Street food, cene tematiche, festival enogastronomici, percorsi food & wine: la gastronomia è ormai diventata la formula magica per garantire il successo di qualsiasi evento. Basta evocare il cibo per assicurarsi visibilità, fondi e partecipazione. La parola “gastronomia” è la chiave che apre le casse di enti pubblici e privati: Assessorati, GAL, Comuni. Tutto diventa possibile, tutto diventa “gustoso”, anche a costo di perdere autenticità.
Il rischio più grave è che questo entusiasmo alimenti una conoscenza superficiale. Tutti parlano di vino, olio, ricette tradizionali, spesso senza alcuna reale competenza. Bastano due articoli letti su un blog o qualche video di un influencer improvvisato, e ci si improvvisa esperti. Parafrasando il celebre film, si potrebbe dire: “Tutti pazzi non per Mary, ma per l’enogastronomia”.

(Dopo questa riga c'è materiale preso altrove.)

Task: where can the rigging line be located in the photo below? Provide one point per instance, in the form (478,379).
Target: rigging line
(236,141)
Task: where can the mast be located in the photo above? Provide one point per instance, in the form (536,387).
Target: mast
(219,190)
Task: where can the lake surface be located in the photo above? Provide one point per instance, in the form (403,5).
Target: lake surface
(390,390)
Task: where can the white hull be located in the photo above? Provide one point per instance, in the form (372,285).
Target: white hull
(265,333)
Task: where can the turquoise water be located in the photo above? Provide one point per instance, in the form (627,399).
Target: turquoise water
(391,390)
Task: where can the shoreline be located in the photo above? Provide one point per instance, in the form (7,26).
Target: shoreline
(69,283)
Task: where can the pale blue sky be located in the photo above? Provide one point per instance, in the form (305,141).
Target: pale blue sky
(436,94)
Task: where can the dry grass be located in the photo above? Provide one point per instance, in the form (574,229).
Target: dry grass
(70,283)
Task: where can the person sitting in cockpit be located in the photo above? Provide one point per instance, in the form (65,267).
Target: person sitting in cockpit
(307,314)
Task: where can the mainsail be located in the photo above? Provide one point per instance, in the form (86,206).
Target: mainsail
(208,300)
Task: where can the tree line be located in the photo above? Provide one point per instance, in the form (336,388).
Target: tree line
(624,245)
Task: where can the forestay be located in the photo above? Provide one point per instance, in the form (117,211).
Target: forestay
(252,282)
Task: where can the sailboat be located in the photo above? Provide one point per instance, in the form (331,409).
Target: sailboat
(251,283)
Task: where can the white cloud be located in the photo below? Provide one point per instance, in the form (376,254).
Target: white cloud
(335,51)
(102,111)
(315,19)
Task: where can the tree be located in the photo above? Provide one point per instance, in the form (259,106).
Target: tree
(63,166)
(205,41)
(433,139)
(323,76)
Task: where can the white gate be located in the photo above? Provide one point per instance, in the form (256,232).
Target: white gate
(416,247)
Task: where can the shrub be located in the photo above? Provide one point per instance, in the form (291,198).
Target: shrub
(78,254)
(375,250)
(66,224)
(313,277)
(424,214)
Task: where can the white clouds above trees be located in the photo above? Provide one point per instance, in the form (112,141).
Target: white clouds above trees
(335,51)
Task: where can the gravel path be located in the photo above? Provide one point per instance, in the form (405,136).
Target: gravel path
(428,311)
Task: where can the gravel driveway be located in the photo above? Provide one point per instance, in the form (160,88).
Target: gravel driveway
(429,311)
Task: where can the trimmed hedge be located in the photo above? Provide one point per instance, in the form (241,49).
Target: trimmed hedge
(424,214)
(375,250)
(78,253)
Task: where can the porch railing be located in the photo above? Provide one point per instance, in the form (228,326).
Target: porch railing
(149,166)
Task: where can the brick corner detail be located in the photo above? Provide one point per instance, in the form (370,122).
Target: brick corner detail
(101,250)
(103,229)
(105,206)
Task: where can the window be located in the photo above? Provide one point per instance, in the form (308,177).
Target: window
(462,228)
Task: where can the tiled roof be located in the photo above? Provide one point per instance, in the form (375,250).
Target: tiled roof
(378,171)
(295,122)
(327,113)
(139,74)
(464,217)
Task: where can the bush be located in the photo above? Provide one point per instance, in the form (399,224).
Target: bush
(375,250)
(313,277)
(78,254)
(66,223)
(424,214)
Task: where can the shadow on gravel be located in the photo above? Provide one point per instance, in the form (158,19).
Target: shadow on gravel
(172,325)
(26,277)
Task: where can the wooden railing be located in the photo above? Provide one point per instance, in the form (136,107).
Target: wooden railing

Questa omologazione dilagante tende a ignorare le radici profonde dei prodotti tipici, privandoli del loro contesto culturale, sociale e ambientale. Viene dimenticato il sincronismo, ovvero il legame tra un prodotto e il suo tempo, e l’anacronismo, ossia l’inadeguatezza di certi usi fuori dal loro contesto originario. Si rischia così di ridurre il cibo a folklore, a intrattenimento, perdendo di vista la sua funzione identitaria.
Ernesto De Martino parlava di “patrie alimentari” come spazi in cui uomo, territorio e produzione si incontrano e si rinsaldano. Oggi, quei legami si stanno indebolendo. Già Vito Teti denunciava anni fa la “sagra-invenzione”, cioè l’invenzione forzata di tradizioni alimentari a fini turistici o economici. Ma oggi, probabilmente, siamo andati oltre: assistiamo a una vera e propria “banalizzazione enogastronomica”.
Questa banalizzazione mette in pericolo la trasmissione stessa della cultura alimentare. Le memorie storiche dei prodotti, le trasformazioni climatiche, la semplificazione delle tecniche di preparazione, la perdita di saperi locali: tutto ciò segnala una crisi culturale profonda. Si sovrappongono interessi estemporanei a ciò che dovrebbe invece essere rispettato, tutelato e tramandato.
Se non si inverte questa rotta, le nuove generazioni rischiano di non ricevere alcun lascito significativo. La cultura gastronomica rischia di essere travolta non solo dall’oblio, ma da una vera e propria “anticultura”, portata avanti da fanatici dell’effimero, ciechi davanti al valore autentico del cibo come espressione di storia, identità e territorio.